The Illinois office uses a cloud-based Cyber Range platform to create such live-fire scenarios to give security teams hands-on training to prepare them for real events. The training is critical because the number of attacks on the office has increased by 800% since 2019. The training came about as a way for the office to ensure the protection of the $52 billion in assets.
One of the challenges that I found is making sure that your teams who have to respond to this are trained and ready to go. We were looking for a platform that allowed our security folks to actually simulate being under attack. It’s super important because if you don’t train that way, you’re not going to be able to defend in the real world.
– Joe Daniels, CIO, Treasurer’s Office
Cyber Range serves as a cyber playground. At the centre is a virtual enterprise-grade network. That means when someone comes to train on the platform, they enter a live network, which consists of databases and servers and desktops and. The second component is a sophisticated attack machine. The research team detects real malware and reverse engineers it to use on the network. When they enter the playground, they are using their own tools in order to try to defend the network, meaning to detect the attack before they know what kind of attack it is, and then mitigate that. They are doing that in a real virtual environment.
Treasurer’s Office staff have trained on the platform weekly for the past 18 months, and the office also helps train local units of government involved in a round-the-clock full-service electronic program through twice-monthly sessions using another module of the platform. Using the labs, trainees experience the fundamentals of hands-on cybersecurity, while the CyYber Range provides a realistic live-fire exercise in which they must solve a complete attack vector.
The tools that they use in the lab, they’re real-world tools that most agencies have in place already. The lab-based training has a waitlist of six months. That shows you the need or the desire for people to understand and learn about this environment. I think the pandemic showed everyone how reliant on technology we really are,” Daniels said.
The onset of the COVID-19 crisis is when cyberthreats took off, especially because agencies’ technology footprint grew as employees worked from home. It is very different trying to protect assets with a remote workforce.

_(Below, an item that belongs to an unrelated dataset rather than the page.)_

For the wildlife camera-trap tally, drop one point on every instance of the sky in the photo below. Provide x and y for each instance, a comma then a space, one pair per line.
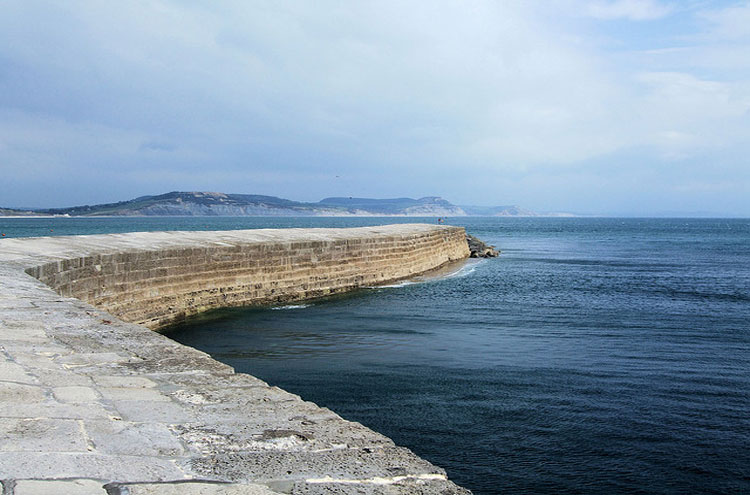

The approach to security focuses on people rather than technology because a shortage of cyber professionals is one of the biggest challenges the industry faces. As of November 17, there were almost 600,000 cybersecurity job openings in the United States – about 40,000 of them in the public sector. The team uses the platform to spot skills gaps and trains the existing workers to fill them.
The goal is to create a centre of excellence for cybersecurity around financial transactions, although there are plans to expand beyond that area starting in January 2022. Cybersecurity is going to continue to be critical.
As reported by OpenGov Asia, A joint advisory issued by the Cybersecurity and Infrastructure Security Agency (CISA), the Federal Bureau of Investigation (FBI) and the National Security Agency (NSA) has warned that an infamous ransomware group has targeted multiple organisations deemed critical infrastructure, including two organisations in the U.S. food and agriculture sector. The advisory includes technical details, analysis, and assessment of this cyber threat, as well as several mitigation actions that can be taken to reduce the risk to this ransomware.
CISA, FBI and NSA are unified in emphasising the value and importance for organisations to apply best practices to protect their networks, systems and data, such as (1) implement and enforce backup procedures; (2) Use strong, unique passwords; (3) Use multi-factor authentication; and (4) implement network segmentation and traversal monitoring. All organisations striving to protect their networks from a ransomware attack and ensure their systems are resilient should read the joint advisory for the full spectrum of recommended mitigations.